前回コラムにも書いた10年竣工の梅田阪急ビル(大阪梅田ツインタワーズ・ノース)、同じく22年春竣工予定の大阪梅田ツインタワーズ・サウス、そして30年以降の今回の再開発プロジェクト。一方、2024年以降、うめきた2期などそれ以外にも数々の開発が予定されている。これらが一体となる大阪梅田地区。リーマンショック、コロナ禍など数々の試練を乗り越えて都心の地図が変貌していく。はたして30年以降の未来の地図はどうなっているだろうか。

今回、建替えられる「阪急ターミナルビル」というワードは終着駅を連想させる。線路の行きつく先には車止めが見えるそんな景色。ただ、振り返って見ると終着ではなく、折り返して再出発することがわかる。決して終わりではない、リスタートの場所といってもいいのではないだろうか。

■おまけ

阪急電車について思い出すエピソードがある。

ある日、子供から「阪急電車はなぜあんな色をしているの?」と聞かれた。突然の質問で返答に窮し、後日、阪急グループの人から話を聞いた。

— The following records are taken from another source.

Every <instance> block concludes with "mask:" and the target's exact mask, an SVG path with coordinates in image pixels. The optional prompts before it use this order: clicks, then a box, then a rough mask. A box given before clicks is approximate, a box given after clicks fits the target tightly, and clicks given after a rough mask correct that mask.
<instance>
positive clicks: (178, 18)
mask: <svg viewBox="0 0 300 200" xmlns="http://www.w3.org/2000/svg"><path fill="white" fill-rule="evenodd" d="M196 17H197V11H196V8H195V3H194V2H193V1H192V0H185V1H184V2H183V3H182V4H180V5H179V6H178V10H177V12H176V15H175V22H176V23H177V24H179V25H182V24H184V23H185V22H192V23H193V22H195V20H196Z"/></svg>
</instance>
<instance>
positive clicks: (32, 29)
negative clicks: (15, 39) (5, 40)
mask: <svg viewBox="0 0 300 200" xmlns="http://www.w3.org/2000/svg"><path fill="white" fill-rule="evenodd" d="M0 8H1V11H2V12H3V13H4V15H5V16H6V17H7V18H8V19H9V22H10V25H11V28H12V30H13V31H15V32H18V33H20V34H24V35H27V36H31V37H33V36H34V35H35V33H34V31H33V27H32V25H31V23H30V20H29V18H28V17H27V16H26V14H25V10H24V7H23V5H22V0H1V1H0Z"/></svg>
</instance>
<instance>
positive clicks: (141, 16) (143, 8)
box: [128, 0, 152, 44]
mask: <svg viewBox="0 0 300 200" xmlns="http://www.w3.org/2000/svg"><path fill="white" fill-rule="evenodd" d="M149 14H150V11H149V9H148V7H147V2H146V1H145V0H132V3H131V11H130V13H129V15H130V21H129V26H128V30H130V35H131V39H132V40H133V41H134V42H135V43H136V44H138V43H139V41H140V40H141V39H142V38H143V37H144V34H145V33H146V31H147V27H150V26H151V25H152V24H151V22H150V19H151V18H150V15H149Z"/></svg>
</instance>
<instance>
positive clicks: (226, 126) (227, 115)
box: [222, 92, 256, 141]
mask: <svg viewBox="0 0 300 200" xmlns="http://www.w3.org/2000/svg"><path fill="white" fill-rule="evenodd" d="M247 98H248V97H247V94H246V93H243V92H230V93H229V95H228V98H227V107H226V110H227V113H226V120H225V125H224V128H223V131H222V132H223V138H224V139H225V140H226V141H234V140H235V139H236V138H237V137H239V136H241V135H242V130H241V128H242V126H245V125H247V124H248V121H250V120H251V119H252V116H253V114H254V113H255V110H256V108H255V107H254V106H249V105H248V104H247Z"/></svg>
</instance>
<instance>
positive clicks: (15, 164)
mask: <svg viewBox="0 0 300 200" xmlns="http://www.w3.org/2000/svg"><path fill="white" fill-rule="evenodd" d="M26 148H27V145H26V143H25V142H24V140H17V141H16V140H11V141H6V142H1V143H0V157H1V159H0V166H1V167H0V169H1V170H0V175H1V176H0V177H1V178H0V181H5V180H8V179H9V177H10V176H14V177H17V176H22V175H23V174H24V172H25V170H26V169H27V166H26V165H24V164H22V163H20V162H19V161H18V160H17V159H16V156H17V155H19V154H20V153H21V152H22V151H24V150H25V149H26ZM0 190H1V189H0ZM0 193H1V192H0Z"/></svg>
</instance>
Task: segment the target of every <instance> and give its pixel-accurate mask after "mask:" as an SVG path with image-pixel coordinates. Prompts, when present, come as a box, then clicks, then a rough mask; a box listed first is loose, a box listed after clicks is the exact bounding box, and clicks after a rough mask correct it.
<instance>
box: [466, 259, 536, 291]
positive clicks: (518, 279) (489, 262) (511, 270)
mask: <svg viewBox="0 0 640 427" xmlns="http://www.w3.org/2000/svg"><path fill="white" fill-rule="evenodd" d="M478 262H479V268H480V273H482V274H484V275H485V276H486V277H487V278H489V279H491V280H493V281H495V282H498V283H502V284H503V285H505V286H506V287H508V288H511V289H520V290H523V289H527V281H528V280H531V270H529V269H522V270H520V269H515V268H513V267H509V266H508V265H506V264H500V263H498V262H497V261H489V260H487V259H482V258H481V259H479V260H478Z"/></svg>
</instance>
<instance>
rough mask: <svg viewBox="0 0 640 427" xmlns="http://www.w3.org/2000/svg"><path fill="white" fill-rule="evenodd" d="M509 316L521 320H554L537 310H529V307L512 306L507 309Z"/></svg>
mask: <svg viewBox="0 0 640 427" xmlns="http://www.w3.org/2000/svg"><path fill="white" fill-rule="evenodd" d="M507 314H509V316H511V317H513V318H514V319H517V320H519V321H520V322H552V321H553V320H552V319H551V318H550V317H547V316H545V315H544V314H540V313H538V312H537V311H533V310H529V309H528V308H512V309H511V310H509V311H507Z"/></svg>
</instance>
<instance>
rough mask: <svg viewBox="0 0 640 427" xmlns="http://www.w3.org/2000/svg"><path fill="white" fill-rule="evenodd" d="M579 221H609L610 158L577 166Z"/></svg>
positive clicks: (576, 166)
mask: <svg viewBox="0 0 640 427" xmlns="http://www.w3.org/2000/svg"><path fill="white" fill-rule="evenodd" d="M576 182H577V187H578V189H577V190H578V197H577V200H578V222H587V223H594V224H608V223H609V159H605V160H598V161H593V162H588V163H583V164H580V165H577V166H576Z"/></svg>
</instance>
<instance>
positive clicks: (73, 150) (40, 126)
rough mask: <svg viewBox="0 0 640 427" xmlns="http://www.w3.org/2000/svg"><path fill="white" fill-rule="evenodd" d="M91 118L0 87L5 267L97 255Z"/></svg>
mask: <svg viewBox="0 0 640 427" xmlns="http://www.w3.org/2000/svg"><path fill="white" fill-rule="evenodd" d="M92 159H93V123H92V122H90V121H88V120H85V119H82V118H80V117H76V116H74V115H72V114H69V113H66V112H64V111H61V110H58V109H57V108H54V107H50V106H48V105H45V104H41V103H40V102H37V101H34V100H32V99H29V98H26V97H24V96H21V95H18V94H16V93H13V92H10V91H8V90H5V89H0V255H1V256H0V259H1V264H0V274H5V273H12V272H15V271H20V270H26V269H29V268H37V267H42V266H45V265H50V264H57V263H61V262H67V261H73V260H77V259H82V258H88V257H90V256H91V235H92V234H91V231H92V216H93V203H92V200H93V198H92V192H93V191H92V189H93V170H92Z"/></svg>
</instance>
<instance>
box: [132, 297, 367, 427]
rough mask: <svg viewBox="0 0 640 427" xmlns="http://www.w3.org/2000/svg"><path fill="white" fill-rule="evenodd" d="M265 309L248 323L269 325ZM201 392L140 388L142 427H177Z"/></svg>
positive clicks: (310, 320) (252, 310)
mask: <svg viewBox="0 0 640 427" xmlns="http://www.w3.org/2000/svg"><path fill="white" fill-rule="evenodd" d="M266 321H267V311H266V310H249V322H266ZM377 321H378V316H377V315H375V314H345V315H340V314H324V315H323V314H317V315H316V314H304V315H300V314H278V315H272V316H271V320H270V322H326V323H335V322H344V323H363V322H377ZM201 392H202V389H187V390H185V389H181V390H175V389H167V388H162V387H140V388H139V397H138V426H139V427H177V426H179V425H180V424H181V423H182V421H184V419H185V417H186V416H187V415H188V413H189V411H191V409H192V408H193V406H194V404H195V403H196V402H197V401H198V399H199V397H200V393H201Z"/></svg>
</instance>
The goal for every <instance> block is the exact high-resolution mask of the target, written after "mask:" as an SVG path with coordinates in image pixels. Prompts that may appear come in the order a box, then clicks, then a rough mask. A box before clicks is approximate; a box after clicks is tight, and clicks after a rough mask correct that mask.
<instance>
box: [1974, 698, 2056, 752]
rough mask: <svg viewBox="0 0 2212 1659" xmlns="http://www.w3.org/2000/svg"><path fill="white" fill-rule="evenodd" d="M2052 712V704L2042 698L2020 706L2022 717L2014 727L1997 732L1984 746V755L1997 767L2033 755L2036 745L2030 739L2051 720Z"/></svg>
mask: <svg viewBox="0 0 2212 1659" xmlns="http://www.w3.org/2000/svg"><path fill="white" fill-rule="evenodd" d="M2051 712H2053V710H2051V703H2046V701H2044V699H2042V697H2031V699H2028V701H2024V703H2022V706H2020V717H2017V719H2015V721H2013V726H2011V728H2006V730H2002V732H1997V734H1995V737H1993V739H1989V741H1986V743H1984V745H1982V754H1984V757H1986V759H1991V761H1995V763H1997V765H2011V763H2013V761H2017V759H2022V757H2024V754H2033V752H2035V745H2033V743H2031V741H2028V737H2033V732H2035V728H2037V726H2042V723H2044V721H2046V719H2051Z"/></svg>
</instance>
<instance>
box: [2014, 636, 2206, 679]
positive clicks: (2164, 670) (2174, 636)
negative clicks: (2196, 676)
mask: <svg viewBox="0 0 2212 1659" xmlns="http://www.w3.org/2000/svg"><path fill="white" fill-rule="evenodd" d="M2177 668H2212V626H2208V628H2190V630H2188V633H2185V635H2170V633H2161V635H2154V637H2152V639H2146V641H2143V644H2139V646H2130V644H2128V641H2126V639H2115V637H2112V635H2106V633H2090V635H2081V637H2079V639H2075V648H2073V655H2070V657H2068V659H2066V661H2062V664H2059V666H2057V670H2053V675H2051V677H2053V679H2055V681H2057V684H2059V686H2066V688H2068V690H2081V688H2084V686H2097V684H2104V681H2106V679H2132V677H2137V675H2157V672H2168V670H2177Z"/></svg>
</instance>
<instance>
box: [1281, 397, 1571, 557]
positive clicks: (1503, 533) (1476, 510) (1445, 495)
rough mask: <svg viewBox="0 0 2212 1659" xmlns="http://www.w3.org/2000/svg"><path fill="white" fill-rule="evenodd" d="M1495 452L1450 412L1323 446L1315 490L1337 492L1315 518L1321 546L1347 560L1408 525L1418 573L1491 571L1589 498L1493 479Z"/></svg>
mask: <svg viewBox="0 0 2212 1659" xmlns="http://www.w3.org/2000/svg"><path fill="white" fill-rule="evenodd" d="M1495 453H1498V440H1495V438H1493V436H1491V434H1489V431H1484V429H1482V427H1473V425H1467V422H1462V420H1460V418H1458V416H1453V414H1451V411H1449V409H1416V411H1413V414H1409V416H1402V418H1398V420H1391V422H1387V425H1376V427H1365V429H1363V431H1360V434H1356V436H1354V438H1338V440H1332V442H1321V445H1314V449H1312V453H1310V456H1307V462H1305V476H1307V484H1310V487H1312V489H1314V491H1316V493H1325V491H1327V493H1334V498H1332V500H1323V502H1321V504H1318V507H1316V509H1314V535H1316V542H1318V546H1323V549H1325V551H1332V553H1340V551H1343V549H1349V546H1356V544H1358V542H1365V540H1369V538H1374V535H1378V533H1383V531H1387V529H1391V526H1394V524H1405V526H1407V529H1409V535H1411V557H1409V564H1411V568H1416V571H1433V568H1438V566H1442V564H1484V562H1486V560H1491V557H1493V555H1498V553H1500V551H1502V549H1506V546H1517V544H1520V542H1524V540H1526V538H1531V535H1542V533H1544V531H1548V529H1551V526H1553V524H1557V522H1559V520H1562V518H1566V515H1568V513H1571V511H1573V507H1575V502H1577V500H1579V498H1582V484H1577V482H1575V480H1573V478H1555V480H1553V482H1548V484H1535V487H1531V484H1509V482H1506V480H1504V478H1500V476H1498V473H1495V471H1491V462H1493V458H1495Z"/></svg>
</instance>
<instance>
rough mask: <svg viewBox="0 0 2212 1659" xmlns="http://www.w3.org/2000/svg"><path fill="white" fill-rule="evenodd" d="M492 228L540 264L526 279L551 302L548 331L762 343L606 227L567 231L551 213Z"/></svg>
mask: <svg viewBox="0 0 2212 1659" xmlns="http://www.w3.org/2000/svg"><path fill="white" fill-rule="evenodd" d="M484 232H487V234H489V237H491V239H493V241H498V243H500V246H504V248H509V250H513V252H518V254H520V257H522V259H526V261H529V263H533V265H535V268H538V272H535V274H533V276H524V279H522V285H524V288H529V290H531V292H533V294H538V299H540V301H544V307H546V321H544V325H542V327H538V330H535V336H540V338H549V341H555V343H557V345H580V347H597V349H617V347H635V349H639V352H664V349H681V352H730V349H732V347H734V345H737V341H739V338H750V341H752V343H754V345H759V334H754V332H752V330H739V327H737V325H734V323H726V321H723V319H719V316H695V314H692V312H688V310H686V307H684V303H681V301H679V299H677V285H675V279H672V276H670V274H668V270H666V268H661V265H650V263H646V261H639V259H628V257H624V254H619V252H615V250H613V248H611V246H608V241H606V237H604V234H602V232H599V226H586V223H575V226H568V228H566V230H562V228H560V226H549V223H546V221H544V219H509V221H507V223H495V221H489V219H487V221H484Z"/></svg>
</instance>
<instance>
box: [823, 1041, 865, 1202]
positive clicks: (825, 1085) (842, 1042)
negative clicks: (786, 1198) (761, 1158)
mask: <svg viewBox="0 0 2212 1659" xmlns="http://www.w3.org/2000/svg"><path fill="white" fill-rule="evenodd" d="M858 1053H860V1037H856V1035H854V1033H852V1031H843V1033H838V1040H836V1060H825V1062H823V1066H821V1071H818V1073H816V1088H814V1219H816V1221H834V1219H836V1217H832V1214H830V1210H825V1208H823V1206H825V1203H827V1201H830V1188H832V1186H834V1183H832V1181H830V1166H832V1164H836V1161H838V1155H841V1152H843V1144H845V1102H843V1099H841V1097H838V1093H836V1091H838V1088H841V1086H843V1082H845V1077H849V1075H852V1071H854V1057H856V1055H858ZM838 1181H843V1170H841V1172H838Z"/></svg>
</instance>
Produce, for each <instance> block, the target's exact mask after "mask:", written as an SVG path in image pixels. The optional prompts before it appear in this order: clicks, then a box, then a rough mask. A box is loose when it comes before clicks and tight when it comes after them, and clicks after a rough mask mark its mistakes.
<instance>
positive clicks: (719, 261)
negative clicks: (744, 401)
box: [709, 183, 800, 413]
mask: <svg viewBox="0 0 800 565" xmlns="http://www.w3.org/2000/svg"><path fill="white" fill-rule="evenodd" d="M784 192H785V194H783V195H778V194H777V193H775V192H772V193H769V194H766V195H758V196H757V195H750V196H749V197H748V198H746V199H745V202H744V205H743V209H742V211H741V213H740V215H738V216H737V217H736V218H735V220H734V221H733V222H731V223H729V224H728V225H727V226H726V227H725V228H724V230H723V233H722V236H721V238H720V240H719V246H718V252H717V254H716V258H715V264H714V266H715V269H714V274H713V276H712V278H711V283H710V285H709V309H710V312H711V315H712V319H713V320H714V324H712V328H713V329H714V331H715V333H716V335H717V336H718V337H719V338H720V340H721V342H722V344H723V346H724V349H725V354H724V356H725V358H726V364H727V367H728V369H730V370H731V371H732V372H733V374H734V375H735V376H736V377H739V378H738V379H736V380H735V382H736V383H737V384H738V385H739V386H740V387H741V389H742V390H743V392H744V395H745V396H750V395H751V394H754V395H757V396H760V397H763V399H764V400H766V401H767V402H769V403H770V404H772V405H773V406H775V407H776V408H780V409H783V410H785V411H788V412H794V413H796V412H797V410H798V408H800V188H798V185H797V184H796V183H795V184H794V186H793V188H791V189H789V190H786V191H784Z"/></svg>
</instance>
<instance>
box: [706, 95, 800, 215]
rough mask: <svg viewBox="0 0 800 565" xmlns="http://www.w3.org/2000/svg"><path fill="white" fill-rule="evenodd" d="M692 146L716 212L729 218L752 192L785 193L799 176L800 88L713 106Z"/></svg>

「阪急マルーン」という独特なエンジ色を使っていること。塗装することは維持管理コストがかかる反面、継続的に使用することで伝統やブランドを守る効果もあること。その結果、地域の人たちに親しまれていること。ただし、元々の目的は、車体の腐食を抑えるためというオチがあったのだが。

何十年も見続け馴染みがあるその色について疑問など少しもなかったが、そんなピュアな質問をされた日が今は懐かしい。印象深いのはその色を長く使い続けていること。そして、それが人々に根付いていること。マルーン色が目に入ると、エピソードとともに阪急電車がふと頭に浮かぶ。それらもまちの風景の一つなのだ。

次の、さらに次の世代にもそんな話を伝えていきたいものだ。

■略歴■

不動産鑑定士トシこと深澤俊男(ふかざわ・としお)。不動産業界に30年以上。CBRE総研大阪支店長を経て、深澤俊男不動産鑑定士事務所代表、株式会社アークス不動産コンサルティング代表取締役。「物言わぬ不動産と不動産マーケットを語る専門家」として、独自視点の調査コンサル・講演活動などを行う。独立後12年間の講演・講義回数は約300回。趣味は旅行。全国47都道府県に足跡がある、自称「ほっつきWalker」。